Anyone who has worked for a startup knows how crucial fundraising is for your company and its longevity. Professional fundraisers used different Ways to Fundraise to raise company funds.
In this post, we’ll highlight seven strategies professional fundraisers use and how you can apply them to your startup.
1. Start with a clear set of goals
Don’t come into the fundraising process blind and expect to be satisfied with the result. Any experienced fundraising pro knows you need to start with at least one big goal. Once you have an overall goal in mind, divide it into smaller goals to keep your momentum going. You can read more about goal setting and planning in this post.
2. Set a budget
It’s definitely true that it takes money to make money. Expect that you will be spending some amount of money on your fundraising efforts. That could mean spending on presentation materials, special events, or hiring another person to support your fundraising.

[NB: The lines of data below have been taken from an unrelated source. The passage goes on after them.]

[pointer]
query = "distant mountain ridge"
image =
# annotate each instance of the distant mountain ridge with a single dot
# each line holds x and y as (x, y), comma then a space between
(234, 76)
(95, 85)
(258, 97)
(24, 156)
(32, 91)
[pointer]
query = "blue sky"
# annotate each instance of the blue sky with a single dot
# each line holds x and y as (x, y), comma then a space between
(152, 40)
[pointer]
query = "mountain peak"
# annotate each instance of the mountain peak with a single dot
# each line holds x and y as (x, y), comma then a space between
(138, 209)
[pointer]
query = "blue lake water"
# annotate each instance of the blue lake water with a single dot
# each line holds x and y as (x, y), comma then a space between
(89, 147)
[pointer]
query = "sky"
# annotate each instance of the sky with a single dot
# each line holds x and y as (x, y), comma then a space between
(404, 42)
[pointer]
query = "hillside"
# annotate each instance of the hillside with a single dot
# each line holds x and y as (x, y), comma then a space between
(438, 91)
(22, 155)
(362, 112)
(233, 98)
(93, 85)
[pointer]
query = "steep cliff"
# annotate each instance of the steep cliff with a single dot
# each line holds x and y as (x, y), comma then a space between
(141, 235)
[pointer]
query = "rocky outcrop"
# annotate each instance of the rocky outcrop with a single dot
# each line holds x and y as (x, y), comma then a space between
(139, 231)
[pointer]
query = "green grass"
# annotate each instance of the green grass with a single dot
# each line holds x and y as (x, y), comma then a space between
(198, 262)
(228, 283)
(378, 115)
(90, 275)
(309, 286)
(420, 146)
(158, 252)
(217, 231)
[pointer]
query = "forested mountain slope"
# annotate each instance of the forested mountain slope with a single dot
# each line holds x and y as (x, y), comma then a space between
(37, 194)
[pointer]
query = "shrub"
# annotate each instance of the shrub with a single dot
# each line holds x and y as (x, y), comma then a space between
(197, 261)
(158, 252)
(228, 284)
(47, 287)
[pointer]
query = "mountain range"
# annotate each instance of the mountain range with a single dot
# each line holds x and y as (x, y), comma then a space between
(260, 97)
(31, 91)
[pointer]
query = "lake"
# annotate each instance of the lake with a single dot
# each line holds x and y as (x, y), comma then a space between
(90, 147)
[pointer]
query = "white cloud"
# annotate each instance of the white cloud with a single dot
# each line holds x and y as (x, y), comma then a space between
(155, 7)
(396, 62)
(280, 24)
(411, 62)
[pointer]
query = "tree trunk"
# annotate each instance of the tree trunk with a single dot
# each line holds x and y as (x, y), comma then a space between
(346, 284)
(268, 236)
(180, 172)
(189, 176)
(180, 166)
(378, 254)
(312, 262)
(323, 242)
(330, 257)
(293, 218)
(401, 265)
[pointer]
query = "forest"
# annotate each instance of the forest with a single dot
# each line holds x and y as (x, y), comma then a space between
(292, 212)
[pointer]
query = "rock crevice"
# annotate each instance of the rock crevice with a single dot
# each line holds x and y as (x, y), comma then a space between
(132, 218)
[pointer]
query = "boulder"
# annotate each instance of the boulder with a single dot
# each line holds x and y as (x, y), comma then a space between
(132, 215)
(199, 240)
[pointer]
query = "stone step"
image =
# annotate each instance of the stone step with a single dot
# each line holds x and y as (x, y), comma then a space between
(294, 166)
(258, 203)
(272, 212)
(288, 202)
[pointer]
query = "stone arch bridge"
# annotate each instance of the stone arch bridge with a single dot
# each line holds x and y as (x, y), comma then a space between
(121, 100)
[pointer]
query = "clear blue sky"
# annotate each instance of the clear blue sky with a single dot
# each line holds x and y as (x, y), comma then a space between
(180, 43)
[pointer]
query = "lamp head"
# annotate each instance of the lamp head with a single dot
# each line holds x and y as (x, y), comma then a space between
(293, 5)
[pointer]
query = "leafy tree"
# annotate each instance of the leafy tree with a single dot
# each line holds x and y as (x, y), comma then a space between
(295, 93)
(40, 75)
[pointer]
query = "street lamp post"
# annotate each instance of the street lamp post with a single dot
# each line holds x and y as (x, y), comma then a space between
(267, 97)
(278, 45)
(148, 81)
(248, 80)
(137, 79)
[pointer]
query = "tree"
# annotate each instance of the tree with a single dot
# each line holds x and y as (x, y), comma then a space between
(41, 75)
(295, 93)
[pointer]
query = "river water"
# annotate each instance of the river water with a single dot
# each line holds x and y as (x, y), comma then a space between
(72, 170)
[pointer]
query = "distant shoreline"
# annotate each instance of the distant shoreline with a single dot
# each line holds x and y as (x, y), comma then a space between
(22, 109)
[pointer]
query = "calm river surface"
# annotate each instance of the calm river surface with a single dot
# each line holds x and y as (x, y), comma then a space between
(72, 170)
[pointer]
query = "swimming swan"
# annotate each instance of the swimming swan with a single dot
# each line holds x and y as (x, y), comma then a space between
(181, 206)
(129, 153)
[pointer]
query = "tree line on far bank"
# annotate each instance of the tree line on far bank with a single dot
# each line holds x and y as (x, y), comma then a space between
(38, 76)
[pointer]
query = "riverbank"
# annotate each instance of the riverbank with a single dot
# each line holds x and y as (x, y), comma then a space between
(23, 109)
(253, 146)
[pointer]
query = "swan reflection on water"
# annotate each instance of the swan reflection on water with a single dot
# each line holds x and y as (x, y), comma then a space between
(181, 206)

3. Seek out the right folks
This is where your networking skills really come into play. You’ll want to enter your fundraising effort with a focused approach. Research potential investors, ask for referrals through mutual contacts, connect with a mentor, join online communities, and ask anyone in your network for their ideas.
4. Match your message to your audience
Once you have a handful of investors in mind, you should tailor your fundraising pitch to match the interests of whoever is going to hear that pitch. Your pitches don’t have to be wildly different. In fact, that would be bad. But they should highlight the points you think your audience will find the most interesting. Identify several types of audiences early on in your fundraising process and create presentations and accompanying materials best suited for them.
5. Tell a good story
You’ll want to present your startup as a clear, memorable brand. Be sure your pitch is concise and paints a picture about your company, its values, and what makes it unique. You want your investors to feel confident that they understand what they’re investing in and why you’re the right fit.
6. Be ready to address common concerns and questions investors may have
Once you’ve got a solid handle on your goals, brand image, and pitch sit back and imagine you’re hearing it all for the first time as an investor. What questions would you have? Does your pitch leave anything important unanswered? According to Forbes, investors are often thinking about factors like trends, your target consumers, level of consumer interest, key performance indicators, your startup’s ability to solve a problem or fill a gap, and how you’re taking advantage of your resources.
7. Be persistent, but patient
Just because a potential investor isn’t interested in funding your startup the first time doesn’t mean that they won’t change his or her mind in the future. Always be sure to stay in touch with potential investors, or at least stay in their contact lists, so you’re on their radar.